The problem is that few of the tools typically available to manipulate the files do not scale well to millions of files.
Consider both ls
and rm
.
By default ls
sorts its filenames. If you do a simple ls
on a huge directory, it basically becomes unresponsive while scanning and sorting all of those millions of files. You can run ls
and tell it not to sort, it works, but it's still slow.
rm
suffers simply from the problem of filename expansion. Modern shells have very high base resource availability, but you don't want to run shell expansion (e.g. "123*") on millions of files. You need to jump through working with things like find
and xargs
, but it's actually even better to write custom code.
And heaven forbid you accidentally hit TAB in an autocompleting shell while in a directory with millions of entries.
The database does not suffer these issues. A table scan of millions of records is routine for the database. Operations on millions of anything takes time, but the DB is much better suited for it, especially small things like session entries (assuming your sessions are, indeed, small -- most tend to be).
The JDBCStore deftly routes around the file system problems and puts the load on a data store more adept to handling these kinds of volumes. File systems are key can make good, ad hoc "key-value" stores, but most of our actual work with file systems tend to be scanning of values. And those tools don't work very well with large volumes.
Addenda after looking at the code.
It's easy to see why a large file store will crush the server.
Simply, with the FileStore, every time it wants to try and expire sessions, it reads in the entirety of the directory.
So, best case, imaging reading in a 50M file directory once per minute. This is not practical.
Not only does it read the entire directory, it then proceeds to read every single file within the directory to see if it's expired. This is also not practical. 50M files, utilizing a simple, say, 1024 byte buffer to just read the header of the file, that's 50G of data processing...every minute.
And that's on the optimistic assumption that it only checks once per minute, and not more often.
In contrast, within the JDBCStore, the expiration time is a first class element of the model, so it simply returns all rows with a date less than the expiration time. With an index on that field, that query is essentially instantaneous. Even better, when the logic goes to check if the session has, indeed, expired, it's only checking those that meet the base criteria of the date, instead of every single session.
This is what's killing your system.
Now.
Could a FileStore be made to work better? I don't think so. There's no easy way to match wildcards (that I know of) IN the file system. Rather, all of that matching and such is done against a simple "table scan" of the files. So, even though you'd think it would be easy to simply, say, append the expiration time to the end of file name, you can't find that file (i.e. "Find file with filename that starts with "SESSIONID") without scanning all of them.
If the session meta data were all stored in RAM, then you can index it however you want. But you're in for an ugly start up time when the container starts as it reloads all of the lingering sessions.
So, yea, I think at scale, the JDBCStore (or some other database/indexed solution) is the only real practical way to do things.

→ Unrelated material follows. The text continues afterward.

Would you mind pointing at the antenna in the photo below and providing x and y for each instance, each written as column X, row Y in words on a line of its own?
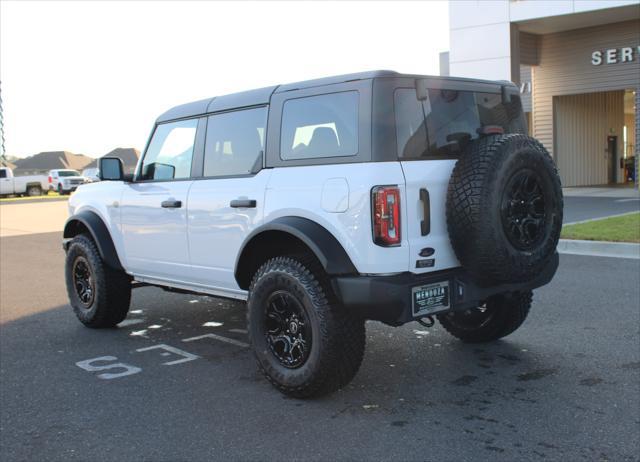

Or, you could use the database simply for the meta-data with the file storing the actual session information. Still need a database, but if you're uncomfortable storing your session BLOBs in the DB, that's an alternative.
Perhaps there are some filesystem specific utilities that can better leverage the actual file system architecture that you could fork and then read the results of (or use JNI to talk to the FS directly), but obviously that would be quite file system dependent. I'm not that intimate with the underlying capabilities of the different file systems.